Deciding a dispute between citizen group 4 Good Government and the Davidson County Election Commission, Chancellor Ellen Hobbs Lyle ruled Tuesday afternoon the charter amendment brought by 4 Good Government cannot be placed on a special election ballot.

“While there may be lawful ways to change the 34% Metro property tax hike prospectively, this Proposed Act is not one of them,” Lyle wrote in the ruling.

“Unbeknownst to the signers who were presented with the referendum Petition, it contains a Proposed Act that is defective in form, facially unconstitutional and under no set of circumstances could be valid,” the ruling reads.

Nashville Attorney Jim Roberts – who wrote the amendment, helped collect signatures, and defended the measure in court – said he was disappointed with the ruling.

“I'm very disappointed that the Metropolitan Government worked so hard to suppress the rights of the voters to vote on a valid petition,” Roberts told The Center Square. “We don't agree that it's invalid, but we have to take the court's ruling and make a decision where to go from there.”

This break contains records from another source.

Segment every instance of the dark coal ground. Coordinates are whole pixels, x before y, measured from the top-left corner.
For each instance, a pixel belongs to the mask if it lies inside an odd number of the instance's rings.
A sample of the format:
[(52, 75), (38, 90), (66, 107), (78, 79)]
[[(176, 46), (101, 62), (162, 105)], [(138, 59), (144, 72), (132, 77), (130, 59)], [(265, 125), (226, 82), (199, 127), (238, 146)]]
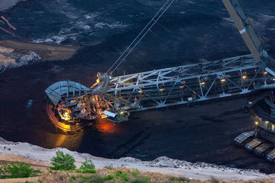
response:
[[(241, 2), (266, 49), (275, 55), (275, 3)], [(2, 12), (25, 38), (40, 42), (50, 38), (51, 43), (57, 43), (57, 37), (65, 36), (60, 44), (81, 48), (68, 60), (10, 69), (0, 75), (1, 136), (106, 158), (131, 156), (146, 160), (166, 156), (275, 173), (274, 164), (233, 143), (236, 136), (254, 127), (249, 112), (243, 110), (246, 97), (132, 113), (128, 121), (116, 125), (105, 119), (95, 121), (74, 135), (64, 134), (50, 123), (45, 89), (65, 80), (91, 86), (96, 73), (111, 66), (163, 3), (27, 1)], [(97, 16), (91, 19), (84, 14)], [(249, 53), (221, 1), (177, 1), (159, 23), (116, 75)], [(83, 30), (85, 25), (90, 29)], [(0, 39), (12, 38), (1, 32)], [(95, 42), (98, 43), (90, 45)], [(33, 104), (28, 108), (30, 99)]]

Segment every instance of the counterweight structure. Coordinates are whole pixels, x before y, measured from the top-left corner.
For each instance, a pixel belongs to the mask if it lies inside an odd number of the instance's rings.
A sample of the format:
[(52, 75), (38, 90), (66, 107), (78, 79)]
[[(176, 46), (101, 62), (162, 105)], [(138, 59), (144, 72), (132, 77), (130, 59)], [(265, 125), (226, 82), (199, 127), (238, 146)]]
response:
[(274, 60), (263, 49), (239, 1), (222, 1), (252, 54), (116, 77), (113, 71), (98, 73), (97, 82), (90, 88), (70, 81), (55, 83), (45, 93), (60, 118), (74, 123), (108, 117), (119, 123), (133, 111), (273, 88)]

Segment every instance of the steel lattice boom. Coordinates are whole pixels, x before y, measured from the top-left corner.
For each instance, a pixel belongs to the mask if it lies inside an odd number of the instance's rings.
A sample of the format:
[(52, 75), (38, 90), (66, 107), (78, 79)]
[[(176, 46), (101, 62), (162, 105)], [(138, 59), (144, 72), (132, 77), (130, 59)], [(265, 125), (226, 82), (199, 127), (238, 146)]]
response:
[(69, 122), (104, 117), (120, 122), (132, 111), (275, 88), (274, 59), (263, 49), (240, 3), (222, 1), (252, 54), (117, 77), (113, 72), (98, 73), (90, 88), (60, 82), (45, 90), (59, 116)]

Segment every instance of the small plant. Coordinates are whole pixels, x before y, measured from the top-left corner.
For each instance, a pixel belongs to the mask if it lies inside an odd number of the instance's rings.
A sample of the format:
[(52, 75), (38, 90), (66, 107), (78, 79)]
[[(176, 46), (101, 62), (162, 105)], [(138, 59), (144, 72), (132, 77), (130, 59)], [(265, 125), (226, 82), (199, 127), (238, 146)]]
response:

In response to the ruling, Roberts said he is considering an appeal or drafting a new, revised amendment to gather signatures and try again.

Nashville Mayor John Cooper lauded Lyle’s ruling, calling it “great news for our city.”

“The Chancellor’s thoughtful ruling calls out a misguided effort,” Cooper said in a statement. “Thankfully, the city does not have to spend between $800,000 and $1 million on something that would later be overturned. Instead, we can focus on the work Metro Council and I were hired to do.”

Cooper had threatened to make heavy cuts to police, fire and school budgets had a special election succeeded in repealing the property tax increase and put the city budget out of balance.

Tori Venable, state director of Americans for Prosperity, which collaborated on gathering petition signatures, said the ruling was “extremely disappointing.”

“Metro has continued to silence or tried to silence and ignore the voices of over 27,000 people that signed this petition,” Venable told The Center Square. “This tax hike is not going to do anything to corrupt Metro’s finances. It's only going to add more fuel to the fire of their reckless spending and tax proposals.”

Roberts said he looks forward to taking the next steps.